The Chinese delight in festivals and spectacular effects, in which they give proof of organizing capacity. A very striking festival was that in honour of a son of the god of war, held at Macao every tenth year in the intercalary moon. It was a guild procession—watchmakers, tailors, shoemakers, etc. Each guild had carried before it a great triangular, richly embroidered banner, also an umbrella of honour. Many had also a long piece of embroidery carried horizontally on poles. There were ornamental chairs of the usual type, some withofferings to the gods, some with wooden drums. Each guild had its band; some string bands, some reeds and gongs, some Chinese viols and mandolins, the latter being frequently played while held over the head or resting on the back of the neck. Each guild marched two and two behind the band, the members being dressed in mauve silk coats and broad red or yellow sash tied round the waist with richly embroidered ends down each leg. The watchmakers' guild all carried watches on the right breast. Children, richly dressed in mediæval costume, were mounted on caparisoned ponies, and some guilds had cars on which were allegorical groups of children. In some cases, by an ingenious arrangement of an iron frame, a child held a sword at length which, apparently, pierced another child through back and breast. The variety of these groups was very great. From time to time the procession stopped, and then the children were taken down for a rest, the iron frames being disconnected from their easily detachable sockets. In the meantime each group was attended by men who held umbrellas over the children to protect them from the sun.
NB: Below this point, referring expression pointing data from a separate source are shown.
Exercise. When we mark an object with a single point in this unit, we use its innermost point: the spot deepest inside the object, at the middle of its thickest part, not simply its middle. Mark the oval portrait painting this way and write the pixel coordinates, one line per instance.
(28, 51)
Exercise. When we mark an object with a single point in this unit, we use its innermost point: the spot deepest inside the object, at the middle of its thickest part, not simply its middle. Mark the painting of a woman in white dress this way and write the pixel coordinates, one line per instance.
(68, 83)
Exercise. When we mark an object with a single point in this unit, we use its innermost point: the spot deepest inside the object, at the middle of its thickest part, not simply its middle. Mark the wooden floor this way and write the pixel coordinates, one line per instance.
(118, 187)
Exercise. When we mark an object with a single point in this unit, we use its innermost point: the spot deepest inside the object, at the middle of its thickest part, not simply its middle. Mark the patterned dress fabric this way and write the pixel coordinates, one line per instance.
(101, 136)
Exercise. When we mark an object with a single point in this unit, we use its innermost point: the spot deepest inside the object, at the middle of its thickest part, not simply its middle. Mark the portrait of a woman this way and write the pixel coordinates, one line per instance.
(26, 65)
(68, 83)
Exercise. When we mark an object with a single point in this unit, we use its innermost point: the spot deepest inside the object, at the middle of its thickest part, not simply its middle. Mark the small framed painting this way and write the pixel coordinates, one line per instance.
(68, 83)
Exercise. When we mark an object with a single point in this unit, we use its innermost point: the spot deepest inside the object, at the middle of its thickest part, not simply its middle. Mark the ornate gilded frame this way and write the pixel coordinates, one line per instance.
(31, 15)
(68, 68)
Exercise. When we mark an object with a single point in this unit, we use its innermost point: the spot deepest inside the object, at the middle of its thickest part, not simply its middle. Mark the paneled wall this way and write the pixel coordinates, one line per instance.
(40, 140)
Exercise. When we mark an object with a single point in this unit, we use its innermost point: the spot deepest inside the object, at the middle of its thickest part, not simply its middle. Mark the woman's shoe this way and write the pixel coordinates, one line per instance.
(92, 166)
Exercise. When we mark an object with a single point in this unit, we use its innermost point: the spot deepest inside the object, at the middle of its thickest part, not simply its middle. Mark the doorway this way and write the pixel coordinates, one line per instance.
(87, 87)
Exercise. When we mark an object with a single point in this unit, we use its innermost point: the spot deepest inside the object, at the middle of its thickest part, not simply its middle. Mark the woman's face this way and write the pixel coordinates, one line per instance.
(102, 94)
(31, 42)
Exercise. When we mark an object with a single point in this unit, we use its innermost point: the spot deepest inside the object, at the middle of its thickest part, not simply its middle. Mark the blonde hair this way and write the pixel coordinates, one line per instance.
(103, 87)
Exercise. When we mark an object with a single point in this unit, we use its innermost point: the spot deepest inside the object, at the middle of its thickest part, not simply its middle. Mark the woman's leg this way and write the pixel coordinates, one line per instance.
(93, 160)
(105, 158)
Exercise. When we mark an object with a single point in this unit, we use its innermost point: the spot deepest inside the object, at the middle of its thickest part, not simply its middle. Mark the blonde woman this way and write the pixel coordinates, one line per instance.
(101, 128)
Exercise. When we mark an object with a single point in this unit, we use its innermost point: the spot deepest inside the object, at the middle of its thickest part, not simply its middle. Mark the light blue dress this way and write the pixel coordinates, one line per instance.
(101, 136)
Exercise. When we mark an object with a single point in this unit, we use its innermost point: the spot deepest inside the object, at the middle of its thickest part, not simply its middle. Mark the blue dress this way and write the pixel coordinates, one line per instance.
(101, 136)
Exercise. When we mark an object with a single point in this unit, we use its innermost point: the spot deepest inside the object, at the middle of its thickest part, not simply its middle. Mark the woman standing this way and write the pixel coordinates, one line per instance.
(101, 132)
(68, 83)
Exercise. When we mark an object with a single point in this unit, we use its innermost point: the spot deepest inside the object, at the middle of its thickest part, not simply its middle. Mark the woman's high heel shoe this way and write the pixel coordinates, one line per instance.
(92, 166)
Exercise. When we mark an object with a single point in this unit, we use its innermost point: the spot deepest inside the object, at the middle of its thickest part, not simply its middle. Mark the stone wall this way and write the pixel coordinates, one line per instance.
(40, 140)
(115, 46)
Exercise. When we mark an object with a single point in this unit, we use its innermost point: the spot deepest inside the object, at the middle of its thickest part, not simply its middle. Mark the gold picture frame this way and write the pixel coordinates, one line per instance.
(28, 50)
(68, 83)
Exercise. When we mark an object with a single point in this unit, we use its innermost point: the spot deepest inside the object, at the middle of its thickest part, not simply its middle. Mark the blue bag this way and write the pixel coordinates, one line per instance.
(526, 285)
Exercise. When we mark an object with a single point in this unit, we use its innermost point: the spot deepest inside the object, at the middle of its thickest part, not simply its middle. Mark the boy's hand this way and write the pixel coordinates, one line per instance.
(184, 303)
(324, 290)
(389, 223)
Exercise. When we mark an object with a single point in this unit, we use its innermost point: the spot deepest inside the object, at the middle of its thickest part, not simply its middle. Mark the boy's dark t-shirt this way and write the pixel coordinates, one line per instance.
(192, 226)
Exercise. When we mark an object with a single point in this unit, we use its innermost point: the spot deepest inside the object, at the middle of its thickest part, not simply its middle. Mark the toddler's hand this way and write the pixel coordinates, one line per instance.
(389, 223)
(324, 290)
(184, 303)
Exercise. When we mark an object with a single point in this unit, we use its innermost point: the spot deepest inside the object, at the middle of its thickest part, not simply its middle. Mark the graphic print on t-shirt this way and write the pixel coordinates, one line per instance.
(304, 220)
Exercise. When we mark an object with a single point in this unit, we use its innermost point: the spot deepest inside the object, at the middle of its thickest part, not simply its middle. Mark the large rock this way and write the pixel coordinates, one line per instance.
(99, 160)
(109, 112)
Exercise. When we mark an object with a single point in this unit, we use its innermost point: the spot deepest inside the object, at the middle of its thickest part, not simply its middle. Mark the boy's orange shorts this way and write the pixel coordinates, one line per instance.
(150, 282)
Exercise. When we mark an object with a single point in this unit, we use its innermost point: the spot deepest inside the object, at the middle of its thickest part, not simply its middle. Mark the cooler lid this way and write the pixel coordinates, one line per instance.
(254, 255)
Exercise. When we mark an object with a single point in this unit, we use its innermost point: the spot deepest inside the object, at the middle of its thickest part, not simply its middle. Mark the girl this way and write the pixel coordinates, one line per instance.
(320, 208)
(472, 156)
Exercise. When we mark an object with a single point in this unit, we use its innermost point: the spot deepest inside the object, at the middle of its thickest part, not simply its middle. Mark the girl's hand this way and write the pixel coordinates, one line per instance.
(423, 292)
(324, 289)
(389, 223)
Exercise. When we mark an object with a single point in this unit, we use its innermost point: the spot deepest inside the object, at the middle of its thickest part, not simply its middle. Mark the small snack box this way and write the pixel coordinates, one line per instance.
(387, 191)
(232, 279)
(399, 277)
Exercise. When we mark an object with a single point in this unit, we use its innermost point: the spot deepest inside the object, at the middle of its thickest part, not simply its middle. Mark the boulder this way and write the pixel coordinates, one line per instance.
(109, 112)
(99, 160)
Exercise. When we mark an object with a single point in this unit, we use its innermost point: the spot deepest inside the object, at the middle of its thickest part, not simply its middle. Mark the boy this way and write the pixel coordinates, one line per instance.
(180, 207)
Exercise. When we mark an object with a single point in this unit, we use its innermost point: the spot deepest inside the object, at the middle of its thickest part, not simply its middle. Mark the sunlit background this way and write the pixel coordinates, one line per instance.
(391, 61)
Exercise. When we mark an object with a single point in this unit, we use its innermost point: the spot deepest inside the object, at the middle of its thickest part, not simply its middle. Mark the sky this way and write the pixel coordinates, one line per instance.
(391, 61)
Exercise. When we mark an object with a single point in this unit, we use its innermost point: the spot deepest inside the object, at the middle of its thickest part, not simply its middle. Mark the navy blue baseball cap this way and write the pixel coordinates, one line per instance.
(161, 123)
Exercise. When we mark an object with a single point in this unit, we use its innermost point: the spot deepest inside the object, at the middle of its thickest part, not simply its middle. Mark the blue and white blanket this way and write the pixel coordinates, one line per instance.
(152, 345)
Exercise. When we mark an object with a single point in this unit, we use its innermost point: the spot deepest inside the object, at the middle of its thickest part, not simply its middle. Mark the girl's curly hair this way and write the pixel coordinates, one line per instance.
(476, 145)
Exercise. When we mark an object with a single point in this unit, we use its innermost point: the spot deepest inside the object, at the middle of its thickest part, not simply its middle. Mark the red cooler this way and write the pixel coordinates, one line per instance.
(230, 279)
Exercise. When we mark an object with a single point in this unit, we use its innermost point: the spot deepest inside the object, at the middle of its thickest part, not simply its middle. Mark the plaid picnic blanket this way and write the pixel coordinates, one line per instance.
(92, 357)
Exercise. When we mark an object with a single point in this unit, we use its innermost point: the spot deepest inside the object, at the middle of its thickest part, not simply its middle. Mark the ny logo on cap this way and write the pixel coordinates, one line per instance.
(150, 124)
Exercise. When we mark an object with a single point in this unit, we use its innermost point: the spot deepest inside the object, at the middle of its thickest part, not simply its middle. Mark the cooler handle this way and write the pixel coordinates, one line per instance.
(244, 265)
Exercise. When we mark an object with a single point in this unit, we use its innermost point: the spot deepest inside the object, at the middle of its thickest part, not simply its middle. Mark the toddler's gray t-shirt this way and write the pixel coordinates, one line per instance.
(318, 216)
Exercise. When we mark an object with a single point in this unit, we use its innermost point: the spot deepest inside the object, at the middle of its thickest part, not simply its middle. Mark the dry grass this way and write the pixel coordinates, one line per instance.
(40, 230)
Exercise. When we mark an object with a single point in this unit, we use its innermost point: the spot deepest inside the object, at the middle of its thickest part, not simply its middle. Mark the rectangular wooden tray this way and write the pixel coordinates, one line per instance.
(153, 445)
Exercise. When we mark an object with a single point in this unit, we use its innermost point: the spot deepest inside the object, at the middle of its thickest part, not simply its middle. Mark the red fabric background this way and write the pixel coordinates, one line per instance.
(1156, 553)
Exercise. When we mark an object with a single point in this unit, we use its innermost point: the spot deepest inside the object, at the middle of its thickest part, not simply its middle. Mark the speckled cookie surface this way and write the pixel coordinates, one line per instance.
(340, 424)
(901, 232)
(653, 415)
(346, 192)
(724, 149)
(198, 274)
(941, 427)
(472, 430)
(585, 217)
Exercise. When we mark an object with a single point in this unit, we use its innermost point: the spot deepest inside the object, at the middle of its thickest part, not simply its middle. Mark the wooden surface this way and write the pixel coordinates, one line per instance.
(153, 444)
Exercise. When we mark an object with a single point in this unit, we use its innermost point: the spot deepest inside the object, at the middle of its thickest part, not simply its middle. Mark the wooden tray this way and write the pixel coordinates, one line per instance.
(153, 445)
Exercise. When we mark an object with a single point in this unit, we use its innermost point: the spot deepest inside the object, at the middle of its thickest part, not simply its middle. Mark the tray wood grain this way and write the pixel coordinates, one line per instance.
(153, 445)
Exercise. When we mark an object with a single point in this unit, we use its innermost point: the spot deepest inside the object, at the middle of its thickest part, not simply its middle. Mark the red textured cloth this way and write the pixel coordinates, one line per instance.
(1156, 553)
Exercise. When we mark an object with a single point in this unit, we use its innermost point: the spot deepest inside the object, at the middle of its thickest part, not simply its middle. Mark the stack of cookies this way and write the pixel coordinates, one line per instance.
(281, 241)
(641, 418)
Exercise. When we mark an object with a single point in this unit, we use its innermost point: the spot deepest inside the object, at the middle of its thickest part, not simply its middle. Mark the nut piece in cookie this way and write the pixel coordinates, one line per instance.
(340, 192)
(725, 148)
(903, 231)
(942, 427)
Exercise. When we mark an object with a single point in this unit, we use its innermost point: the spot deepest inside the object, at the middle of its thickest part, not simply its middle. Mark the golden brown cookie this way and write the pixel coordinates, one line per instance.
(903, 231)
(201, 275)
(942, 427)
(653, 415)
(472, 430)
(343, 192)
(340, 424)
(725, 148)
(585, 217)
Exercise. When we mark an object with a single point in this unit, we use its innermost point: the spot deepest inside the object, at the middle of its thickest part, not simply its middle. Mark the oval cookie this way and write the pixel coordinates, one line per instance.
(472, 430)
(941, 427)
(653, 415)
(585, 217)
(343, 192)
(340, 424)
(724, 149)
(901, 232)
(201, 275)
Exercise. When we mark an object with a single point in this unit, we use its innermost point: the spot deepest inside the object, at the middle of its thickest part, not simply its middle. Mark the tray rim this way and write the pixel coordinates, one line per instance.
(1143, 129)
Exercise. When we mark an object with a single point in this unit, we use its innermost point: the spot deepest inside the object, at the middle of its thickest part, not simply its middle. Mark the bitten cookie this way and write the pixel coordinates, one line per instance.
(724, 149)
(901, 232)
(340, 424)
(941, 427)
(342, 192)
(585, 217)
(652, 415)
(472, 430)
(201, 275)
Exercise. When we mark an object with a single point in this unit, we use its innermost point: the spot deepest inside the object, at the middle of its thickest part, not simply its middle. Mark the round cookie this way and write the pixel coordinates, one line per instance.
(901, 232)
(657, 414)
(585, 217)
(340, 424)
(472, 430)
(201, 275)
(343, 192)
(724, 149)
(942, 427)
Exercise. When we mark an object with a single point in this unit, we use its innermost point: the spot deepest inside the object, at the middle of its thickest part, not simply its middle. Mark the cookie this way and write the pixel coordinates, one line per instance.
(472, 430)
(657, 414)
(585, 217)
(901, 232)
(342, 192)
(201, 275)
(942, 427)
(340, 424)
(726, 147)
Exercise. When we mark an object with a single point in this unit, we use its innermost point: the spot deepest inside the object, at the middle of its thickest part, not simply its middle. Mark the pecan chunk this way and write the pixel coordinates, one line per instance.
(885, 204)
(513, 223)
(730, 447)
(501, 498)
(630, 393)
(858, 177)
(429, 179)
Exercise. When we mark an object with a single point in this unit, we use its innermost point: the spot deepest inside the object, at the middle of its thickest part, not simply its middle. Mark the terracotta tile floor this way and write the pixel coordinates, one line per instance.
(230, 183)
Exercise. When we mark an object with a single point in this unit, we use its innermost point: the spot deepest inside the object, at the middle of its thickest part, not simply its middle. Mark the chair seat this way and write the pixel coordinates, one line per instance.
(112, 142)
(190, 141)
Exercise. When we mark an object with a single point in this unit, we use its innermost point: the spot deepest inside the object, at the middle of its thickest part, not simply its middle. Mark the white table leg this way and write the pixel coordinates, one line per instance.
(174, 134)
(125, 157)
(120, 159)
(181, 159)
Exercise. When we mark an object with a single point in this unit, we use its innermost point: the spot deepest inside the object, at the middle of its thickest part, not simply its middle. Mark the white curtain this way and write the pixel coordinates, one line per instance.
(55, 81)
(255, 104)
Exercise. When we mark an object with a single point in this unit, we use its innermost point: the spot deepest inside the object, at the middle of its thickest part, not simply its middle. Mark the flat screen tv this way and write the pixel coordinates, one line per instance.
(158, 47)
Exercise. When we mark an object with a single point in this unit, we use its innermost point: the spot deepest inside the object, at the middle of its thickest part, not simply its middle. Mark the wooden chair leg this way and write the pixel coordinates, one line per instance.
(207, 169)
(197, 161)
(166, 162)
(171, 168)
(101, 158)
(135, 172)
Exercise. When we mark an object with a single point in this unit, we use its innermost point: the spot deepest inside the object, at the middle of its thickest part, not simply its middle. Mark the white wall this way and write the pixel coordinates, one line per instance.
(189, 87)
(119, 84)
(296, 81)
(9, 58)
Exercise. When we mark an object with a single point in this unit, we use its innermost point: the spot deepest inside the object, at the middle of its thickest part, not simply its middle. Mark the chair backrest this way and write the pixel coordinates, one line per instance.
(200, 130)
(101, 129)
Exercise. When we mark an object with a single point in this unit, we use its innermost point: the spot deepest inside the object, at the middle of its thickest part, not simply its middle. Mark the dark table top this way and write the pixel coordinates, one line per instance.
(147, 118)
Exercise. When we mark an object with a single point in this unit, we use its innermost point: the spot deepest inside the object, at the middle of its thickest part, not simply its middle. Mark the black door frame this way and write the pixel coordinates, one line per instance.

Each guild had its attendant coolies carrying stools, and when the procession stopped the members at once sat down, starting up at once on the sound of a gong that regulated the halting and starting, when the stools were taken up by the coolies.

A TEMPLE.

A TEMPLE.

The procession finished with a dragon carried by twenty-six men. It was a hundred and forty feet long, the back of green and silver scales, the sides being stripes of red, green, pink, and yellow silk. This dragon was preceded by a man, who danced before it with a large ball representing the moon. At this the dragon made dashes from one side of the street to the other, but was staved off by another, who carried a ball surrounded by gilt rays. This probably represented the sun saving the moon from being swallowed by the dragon, as is supposed to take place in an eclipse. The dragon went along the street with sinuous rushes from side to side. Where there was room it wound round and round, but uncoiled on the touch upon its tail of the gilt ball with the golden rays. The procession took an hour and a half to pass a given point. The most perfect order prevailed, the crowd keeping a clear space. At the finish each guild went to its own district, and the decorations were carefully stowed away for future use.